“Forrest Gump” 1994 – Directed by Robert Zemekis
There aren’t very many movie lines quite as iconic as “Life is like a box of chocolates, you never know what you’re gonna get.” Forrest Gump, the simple Southern man with an endearing and good-natured manner has become an important character in American fiction. He gracefully stumbles through life in the between the 1950s and the 1990s unintentionally affecting some of the most influential people and moments in American history. From meeting a young Elvis Presley, winning a Medal of Honor in the Vietnam War, meeting three presidents and becoming an accidental millionaire, Forrest Gump speaks to not only the Baby Boomer generation, but to anyone who watches his journey.
It can be argued that while Forrest lives through some of the most tumultuous times and biggest changes in American history, he is the one thing in this movie that doesn’t change. His character really doesn’t “develop” a whole lot; he greets his school bus driver on the first day of school in much the same way that he greets the bus driver when he joins the army. Anytime he gets into any trouble he does the same thing; he runs. His childhood friend Jenny gives him the advice “Run, Forrest, run” early in life to escape school bullies and those simple words carry him through life.
He is constantly selfless and beautifully simple. He doesn’t have a big cathartic experience halfway through the movie that makes him see things differently, frankly because he doesn’t need to. His way of viewing life is something we should all strive for. He has no preconceptions and no ego to cloud his vision. He does things because they are the right things to do, plain and simple. He follows the lessons he learned as a child and is fiercely loyal to those he loves.
Watching “Forrest Gump” as an adult is a much different experience than it was when I watched it in the 90s.

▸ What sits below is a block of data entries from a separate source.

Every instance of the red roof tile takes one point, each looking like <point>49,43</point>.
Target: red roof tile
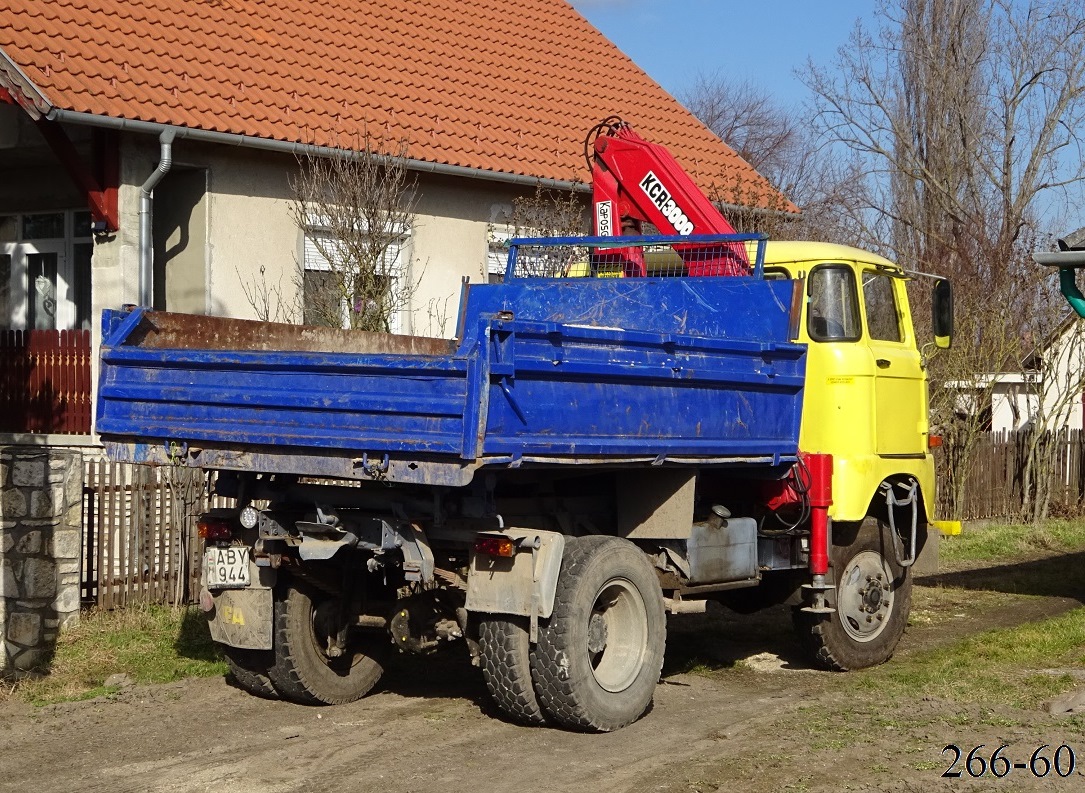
<point>481,84</point>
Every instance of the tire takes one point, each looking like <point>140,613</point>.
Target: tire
<point>506,667</point>
<point>599,656</point>
<point>302,670</point>
<point>249,668</point>
<point>869,619</point>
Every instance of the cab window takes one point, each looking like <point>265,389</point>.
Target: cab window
<point>879,297</point>
<point>833,309</point>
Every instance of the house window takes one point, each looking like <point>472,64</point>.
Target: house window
<point>497,255</point>
<point>883,320</point>
<point>45,270</point>
<point>336,296</point>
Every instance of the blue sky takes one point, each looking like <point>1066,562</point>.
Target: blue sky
<point>763,42</point>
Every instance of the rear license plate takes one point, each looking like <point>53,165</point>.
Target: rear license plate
<point>226,567</point>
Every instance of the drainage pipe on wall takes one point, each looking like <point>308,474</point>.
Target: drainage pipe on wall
<point>147,215</point>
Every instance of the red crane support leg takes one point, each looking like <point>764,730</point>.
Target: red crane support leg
<point>819,493</point>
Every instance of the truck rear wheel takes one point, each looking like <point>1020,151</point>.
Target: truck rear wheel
<point>303,670</point>
<point>599,656</point>
<point>872,599</point>
<point>250,669</point>
<point>506,666</point>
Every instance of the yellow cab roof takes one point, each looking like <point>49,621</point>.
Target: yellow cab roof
<point>800,252</point>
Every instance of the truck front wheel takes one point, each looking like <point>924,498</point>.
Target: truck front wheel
<point>599,656</point>
<point>871,598</point>
<point>303,670</point>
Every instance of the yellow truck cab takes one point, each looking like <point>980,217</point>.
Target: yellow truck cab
<point>866,406</point>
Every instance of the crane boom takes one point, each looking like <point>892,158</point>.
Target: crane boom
<point>635,181</point>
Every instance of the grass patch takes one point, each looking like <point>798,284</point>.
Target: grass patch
<point>1001,666</point>
<point>148,643</point>
<point>1005,541</point>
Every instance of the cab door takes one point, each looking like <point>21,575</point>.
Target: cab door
<point>901,423</point>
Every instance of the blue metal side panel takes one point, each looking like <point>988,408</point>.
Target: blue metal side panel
<point>305,399</point>
<point>709,371</point>
<point>576,368</point>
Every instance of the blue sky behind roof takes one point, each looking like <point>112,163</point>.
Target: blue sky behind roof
<point>763,42</point>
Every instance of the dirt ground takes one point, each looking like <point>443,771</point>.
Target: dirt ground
<point>738,710</point>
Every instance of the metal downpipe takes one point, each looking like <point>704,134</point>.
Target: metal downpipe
<point>147,216</point>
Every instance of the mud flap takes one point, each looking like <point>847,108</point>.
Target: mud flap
<point>242,617</point>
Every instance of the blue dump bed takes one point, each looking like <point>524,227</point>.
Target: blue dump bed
<point>545,371</point>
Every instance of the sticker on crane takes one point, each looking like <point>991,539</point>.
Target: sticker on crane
<point>661,196</point>
<point>604,225</point>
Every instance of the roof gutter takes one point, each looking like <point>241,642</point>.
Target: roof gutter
<point>305,150</point>
<point>145,217</point>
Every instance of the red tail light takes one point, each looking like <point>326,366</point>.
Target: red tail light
<point>495,546</point>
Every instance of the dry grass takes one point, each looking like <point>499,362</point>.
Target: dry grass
<point>145,643</point>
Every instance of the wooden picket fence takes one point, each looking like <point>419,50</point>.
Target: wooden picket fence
<point>994,487</point>
<point>45,382</point>
<point>140,537</point>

Not only do I understand a lot more of the jokes and little references – for instance, as a kid I didn’t really realize what Mrs. Gump does to get Forrest accepted into regular school, or that Jenny dies of AIDS – I also appreciate it for its deeper meaning. This movie is an epic journey through the craziness of America in the latter half of the 20th century told through the eyes of someone who couldn’t care less how influential he was, he was just living his life.
One line that sums up Forrest’s philosophy of life comes from the scene when he goes to visit Jenny at college. She asks him who he wants to become in the future, essentially who he wants to be when he grows up. Puzzled, he says “Won’t I just be me?” This perfectly encapsulates this movie. Forrest is just concerned about being himself, while the world spins around him.